MNE-Python is an open-source Python package for exploring, visualizing, and analyzing human neurophysiological data such as MEG, EEG, sEEG, ECoG, and more. It includes modules for data input/output, preprocessing, visualization, source estimation, time-frequency analysis, connectivity analysis, machine learning, statistics, and more.

Documentation

Documentation for MNE-Python encompasses installation instructions, tutorials, and examples for a wide variety of topics, contributing guidelines, and an API reference.

Forum

The user forum is the best place to ask questions about MNE-Python usage or the contribution process. The forum also features job opportunities and other announcements.

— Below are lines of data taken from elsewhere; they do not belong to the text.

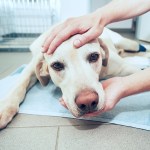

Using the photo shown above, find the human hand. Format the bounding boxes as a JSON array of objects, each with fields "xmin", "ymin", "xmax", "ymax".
[{"xmin": 43, "ymin": 12, "xmax": 104, "ymax": 54}]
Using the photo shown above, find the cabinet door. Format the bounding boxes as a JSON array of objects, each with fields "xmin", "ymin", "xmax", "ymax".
[{"xmin": 136, "ymin": 12, "xmax": 150, "ymax": 42}]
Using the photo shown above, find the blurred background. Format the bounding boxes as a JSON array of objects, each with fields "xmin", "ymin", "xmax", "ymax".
[{"xmin": 0, "ymin": 0, "xmax": 150, "ymax": 52}]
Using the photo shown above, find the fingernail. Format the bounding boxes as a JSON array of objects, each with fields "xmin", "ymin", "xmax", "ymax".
[{"xmin": 73, "ymin": 40, "xmax": 81, "ymax": 47}]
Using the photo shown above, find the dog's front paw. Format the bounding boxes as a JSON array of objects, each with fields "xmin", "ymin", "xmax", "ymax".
[{"xmin": 0, "ymin": 101, "xmax": 19, "ymax": 129}]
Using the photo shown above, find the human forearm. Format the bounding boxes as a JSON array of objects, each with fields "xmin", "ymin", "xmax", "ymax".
[
  {"xmin": 122, "ymin": 68, "xmax": 150, "ymax": 97},
  {"xmin": 95, "ymin": 0, "xmax": 150, "ymax": 26}
]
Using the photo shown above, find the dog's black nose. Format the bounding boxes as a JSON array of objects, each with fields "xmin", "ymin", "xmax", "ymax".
[{"xmin": 75, "ymin": 91, "xmax": 99, "ymax": 113}]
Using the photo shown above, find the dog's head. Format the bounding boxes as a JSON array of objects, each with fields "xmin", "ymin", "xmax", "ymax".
[{"xmin": 36, "ymin": 37, "xmax": 108, "ymax": 117}]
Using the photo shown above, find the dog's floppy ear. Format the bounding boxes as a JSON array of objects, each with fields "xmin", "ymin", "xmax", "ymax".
[
  {"xmin": 35, "ymin": 60, "xmax": 50, "ymax": 86},
  {"xmin": 98, "ymin": 38, "xmax": 109, "ymax": 67}
]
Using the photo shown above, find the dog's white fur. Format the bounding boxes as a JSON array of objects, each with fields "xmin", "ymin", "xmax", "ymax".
[{"xmin": 0, "ymin": 28, "xmax": 142, "ymax": 128}]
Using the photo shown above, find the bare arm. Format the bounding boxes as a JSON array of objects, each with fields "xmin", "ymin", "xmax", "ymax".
[
  {"xmin": 96, "ymin": 0, "xmax": 150, "ymax": 25},
  {"xmin": 43, "ymin": 0, "xmax": 150, "ymax": 54},
  {"xmin": 100, "ymin": 68, "xmax": 150, "ymax": 113},
  {"xmin": 122, "ymin": 68, "xmax": 150, "ymax": 97}
]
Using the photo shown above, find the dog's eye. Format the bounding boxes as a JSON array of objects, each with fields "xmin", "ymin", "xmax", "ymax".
[
  {"xmin": 88, "ymin": 52, "xmax": 99, "ymax": 63},
  {"xmin": 51, "ymin": 62, "xmax": 64, "ymax": 71}
]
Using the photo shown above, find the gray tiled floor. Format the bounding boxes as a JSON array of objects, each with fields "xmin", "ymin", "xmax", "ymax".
[{"xmin": 0, "ymin": 52, "xmax": 150, "ymax": 150}]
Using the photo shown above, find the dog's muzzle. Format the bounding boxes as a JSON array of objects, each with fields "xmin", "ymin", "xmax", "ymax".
[{"xmin": 75, "ymin": 90, "xmax": 99, "ymax": 116}]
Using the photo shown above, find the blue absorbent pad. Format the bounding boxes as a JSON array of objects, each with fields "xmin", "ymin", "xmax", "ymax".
[{"xmin": 0, "ymin": 65, "xmax": 150, "ymax": 130}]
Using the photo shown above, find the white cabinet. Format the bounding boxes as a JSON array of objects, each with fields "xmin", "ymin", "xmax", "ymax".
[{"xmin": 136, "ymin": 12, "xmax": 150, "ymax": 42}]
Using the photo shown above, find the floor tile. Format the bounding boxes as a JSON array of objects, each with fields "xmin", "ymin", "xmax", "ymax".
[
  {"xmin": 0, "ymin": 127, "xmax": 58, "ymax": 150},
  {"xmin": 8, "ymin": 114, "xmax": 102, "ymax": 128},
  {"xmin": 57, "ymin": 125, "xmax": 150, "ymax": 150}
]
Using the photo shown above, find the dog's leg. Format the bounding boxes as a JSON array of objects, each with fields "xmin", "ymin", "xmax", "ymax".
[{"xmin": 0, "ymin": 54, "xmax": 42, "ymax": 129}]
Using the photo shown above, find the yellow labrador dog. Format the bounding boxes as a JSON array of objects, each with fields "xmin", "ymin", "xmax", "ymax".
[{"xmin": 0, "ymin": 28, "xmax": 144, "ymax": 128}]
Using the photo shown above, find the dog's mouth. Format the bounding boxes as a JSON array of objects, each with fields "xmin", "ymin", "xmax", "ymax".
[{"xmin": 60, "ymin": 99, "xmax": 103, "ymax": 118}]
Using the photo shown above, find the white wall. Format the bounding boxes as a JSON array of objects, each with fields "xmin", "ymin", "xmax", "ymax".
[{"xmin": 60, "ymin": 0, "xmax": 90, "ymax": 21}]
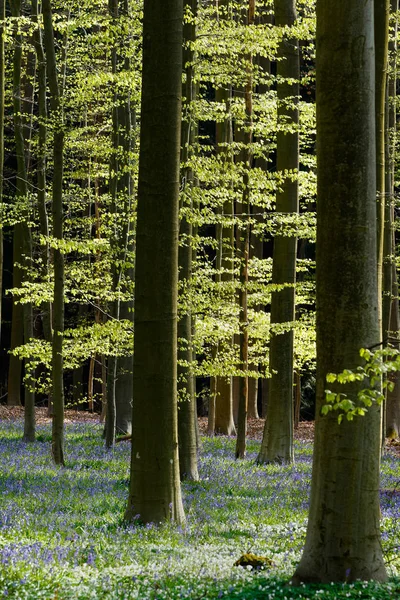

If you find a bug or have an idea for a new feature that should be added to MNE-Python, please use the issue tracker of our GitHub repository.

Installation

To install the latest stable version of MNE-Python with minimal dependencies only, use pip in a terminal:

$ pip install --upgrade mne

For more complete instructions, including our standalone installers and more advanced installation methods, please refer to the installation guide.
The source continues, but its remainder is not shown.